"Gostava de começar com uma citação de René Daumal. “Estou consciente de que não posso pensar. Sou um poeta.” Estas palavras têm alguma ressonância em si?
Ser poeta, como em qualquer vocação, é algo para o qual algumas pessoas parecem ter nascido. É uma missão ou é entendida como uma missão. Para mim, que sempre me relacionei com a poesia, lendo e escrevendo desde criança, sempre foi uma linguagem mística, secreta ou mesmo sagrada. É a este nível que penso na poesia. Afirmar-se poeta é aceitar a responsabilidade de produzir um trabalho inspiracional para os outros; um trabalho que lhes dá as palavras que eles não encontraram por si próprios para as emoções e os sentimentos que têm. Pode-se pensar que é simples ser poeta, mas para mim é um trabalho maior. Nem sempre é lucrativo, e às vezes é difícil de entender, mas é um trabalho sério que tira muito de nós, nos faz tremer, e que exige a nossa consciência.
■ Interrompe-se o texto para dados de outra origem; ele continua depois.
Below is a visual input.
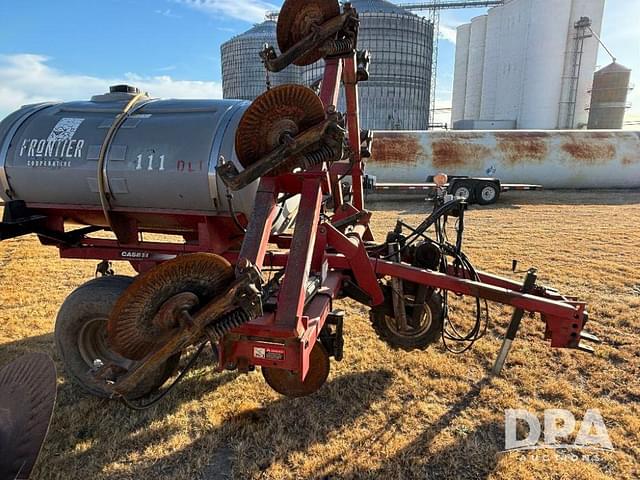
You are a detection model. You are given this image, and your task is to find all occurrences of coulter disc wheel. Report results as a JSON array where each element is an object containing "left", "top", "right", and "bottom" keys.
[
  {"left": 107, "top": 253, "right": 234, "bottom": 360},
  {"left": 276, "top": 0, "right": 340, "bottom": 67},
  {"left": 236, "top": 85, "right": 325, "bottom": 168},
  {"left": 262, "top": 341, "right": 330, "bottom": 397}
]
Não se pode dizer “vou deixar de ser poeta”. É-se poeta. É-se guardião do jardim da linguagem sagrada e séria.
"Usa a palavra sagrada. Reza desde criança, e já escreveu que ficou muito feliz quando percebeu que podia compor as suas próprias orações. Pode-se dizer que para si a poesia é uma questão menos racional e mais espiritual?
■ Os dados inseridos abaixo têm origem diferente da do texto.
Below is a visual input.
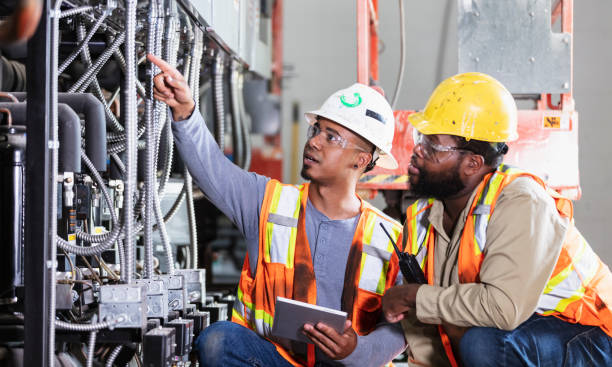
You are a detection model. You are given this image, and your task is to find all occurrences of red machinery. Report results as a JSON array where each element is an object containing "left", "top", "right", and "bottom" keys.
[{"left": 357, "top": 0, "right": 581, "bottom": 200}]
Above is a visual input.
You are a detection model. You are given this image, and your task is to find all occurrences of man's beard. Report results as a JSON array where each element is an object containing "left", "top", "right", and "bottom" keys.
[
  {"left": 300, "top": 164, "right": 312, "bottom": 181},
  {"left": 411, "top": 161, "right": 465, "bottom": 200}
]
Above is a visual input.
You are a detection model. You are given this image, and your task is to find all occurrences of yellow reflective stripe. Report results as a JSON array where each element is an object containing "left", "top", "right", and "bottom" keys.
[
  {"left": 543, "top": 240, "right": 587, "bottom": 294},
  {"left": 264, "top": 184, "right": 283, "bottom": 263},
  {"left": 286, "top": 187, "right": 304, "bottom": 269},
  {"left": 255, "top": 310, "right": 274, "bottom": 327},
  {"left": 410, "top": 204, "right": 419, "bottom": 254},
  {"left": 555, "top": 247, "right": 597, "bottom": 312}
]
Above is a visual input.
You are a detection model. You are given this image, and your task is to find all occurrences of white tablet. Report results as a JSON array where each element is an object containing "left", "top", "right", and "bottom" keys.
[{"left": 272, "top": 297, "right": 346, "bottom": 343}]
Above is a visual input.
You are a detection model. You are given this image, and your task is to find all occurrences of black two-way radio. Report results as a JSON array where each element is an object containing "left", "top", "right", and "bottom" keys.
[{"left": 380, "top": 223, "right": 427, "bottom": 284}]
A arte é sempre uma forma de rezar; ou é uma outra forma de nos expressarmos. Podemos expressar tantas coisas quando rezamos. Não penso que rezar seja uma forma de pedir coisas. Para mim a oração é um espaço de gratidão, porque a única coisa que podemos pedir é a força para enfrentar o que temos de enfrentar. O resto é gratidão. (…)"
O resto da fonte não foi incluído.